A Zhang Patent Honored Again

For the second year in a row, Professor Xin Zhang (ME, ECE, BME, MSE) was honored at the Boston Patent Law Association’s (BPLA) annual Invented Here! event, celebrating New England innovators and their inventions.

Xin Zhang (ME, ECE, BME, MSE)

Among this year’s most promising technologies, the 2021 BPLA ceremony featured a new metamaterial developed by Zhang that can be shaped to block 94 percent of sound waves from a source of noise, without blocking air flow. Unlike the acoustic baffles seen on highways and in recording studios, Zhang’s apparatus is not a sheer, solid barrier but rather an open ring that lets through air even as it stops noise in its tracks. The structure is mathematically designed to catch sound waves and fling them back the way they came.

A device Zhang developed to block noise without obstructing air flow.
Photo by Cydney Scott.

Zhang is working to advance the technology for a range of applications, from jet engines to drone propeller blades, HVAC systems to hospital equipment. Her collaborators on the patent, “Air-transparent selective sound silencer using ultra-open metamaterial,” were Reza Ghaffarivardavagh (ENG’19)—then a grad student of Zhang’s, now an acoustic transducer engineer at Apple—and Stephan Anderson, a MED professor of radiology and COE professor of mechanical engineering.

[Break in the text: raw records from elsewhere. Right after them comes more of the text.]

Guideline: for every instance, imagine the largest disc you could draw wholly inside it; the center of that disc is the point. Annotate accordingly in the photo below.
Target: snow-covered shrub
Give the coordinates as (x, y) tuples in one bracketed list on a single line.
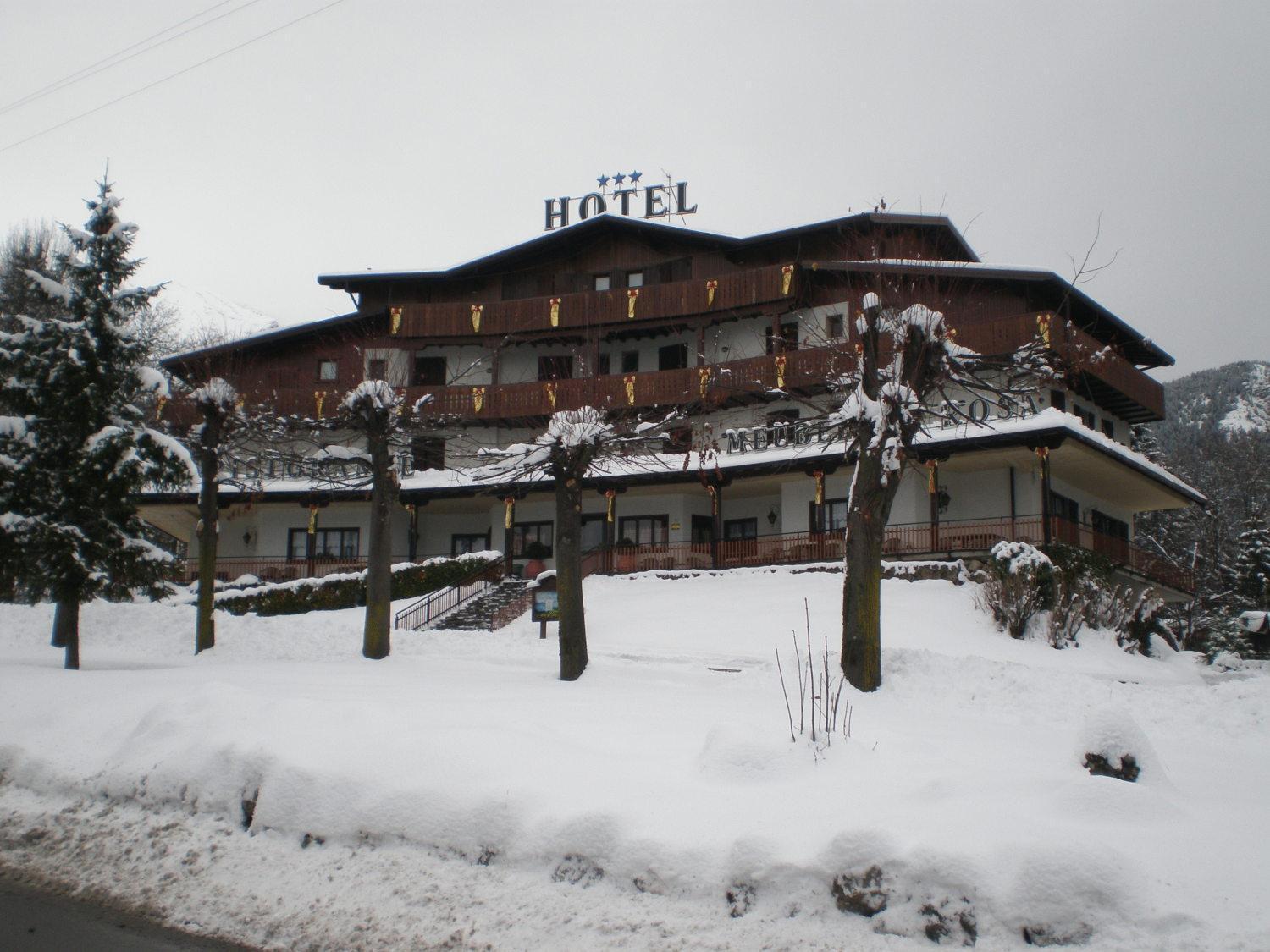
[(1020, 581), (348, 589)]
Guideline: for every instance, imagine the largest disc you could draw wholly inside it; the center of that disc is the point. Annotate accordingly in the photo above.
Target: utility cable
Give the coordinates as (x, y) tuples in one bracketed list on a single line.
[(170, 76), (104, 63)]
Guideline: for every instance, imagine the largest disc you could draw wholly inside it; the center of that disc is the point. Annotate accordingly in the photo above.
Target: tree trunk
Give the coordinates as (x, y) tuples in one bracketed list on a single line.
[(66, 627), (378, 556), (65, 614), (868, 510), (568, 555), (208, 538)]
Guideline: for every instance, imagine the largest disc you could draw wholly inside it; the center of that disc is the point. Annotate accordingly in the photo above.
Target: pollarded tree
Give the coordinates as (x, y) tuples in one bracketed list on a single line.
[(213, 438), (574, 443), (74, 444), (907, 368)]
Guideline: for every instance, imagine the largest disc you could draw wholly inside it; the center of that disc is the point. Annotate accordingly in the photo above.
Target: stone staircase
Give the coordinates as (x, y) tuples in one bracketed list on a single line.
[(479, 614)]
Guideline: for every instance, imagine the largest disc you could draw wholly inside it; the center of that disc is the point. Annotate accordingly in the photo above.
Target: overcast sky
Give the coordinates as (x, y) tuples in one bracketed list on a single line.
[(390, 135)]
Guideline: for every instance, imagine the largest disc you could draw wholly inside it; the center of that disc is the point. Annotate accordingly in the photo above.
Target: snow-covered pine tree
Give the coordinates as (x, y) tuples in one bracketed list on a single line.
[(74, 444), (1252, 566)]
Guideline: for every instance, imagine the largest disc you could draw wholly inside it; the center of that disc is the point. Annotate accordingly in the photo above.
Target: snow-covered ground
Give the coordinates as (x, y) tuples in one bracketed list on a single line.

“A precision-designed, sound-blocking metamaterial to end noise pollution—that is as cool as it sounds,” says Zhang. “We have received initial interest from large companies across many industries, including aerospace, automotive, manufacturing, energy and healthcare. We are now working to address the viability of each potential application and are excited to explore many new opportunities where our design could benefit people, our environment, and working conditions by reducing noise.”

In 2020, the BPLA honored Zhang for her work on an “Apparatus for Improving Magnetic Resonance Imaging.” Collaborators included Anderson as well as Xiaoguang Zhao (ENG’16), a MED assistant research professor of radiology. The team’s innovation is an array of helical resonators, made of a magnetic metamaterial they developed. When a patient inside an MRI scanner lies on a slab containing these resonators, the device temporarily boosts the body’s low-energy emissions, resulting in an improvement in MRI image quality, potentially in less time and at lower cost.

“Maximizing the efficiency of the MRI examination is paramount to maximizing the capacity, revenue, as well as the patient experience of this imaging technology,” says Zhang. “We also envision this metamaterial technology having the potential to be applied to ultra-low field MRI, which uses magnetic fields that are orders of magnitude lower than the machines currently in use. This offers the possibility for dramatically increasing the availability of MRI technology all around the world.”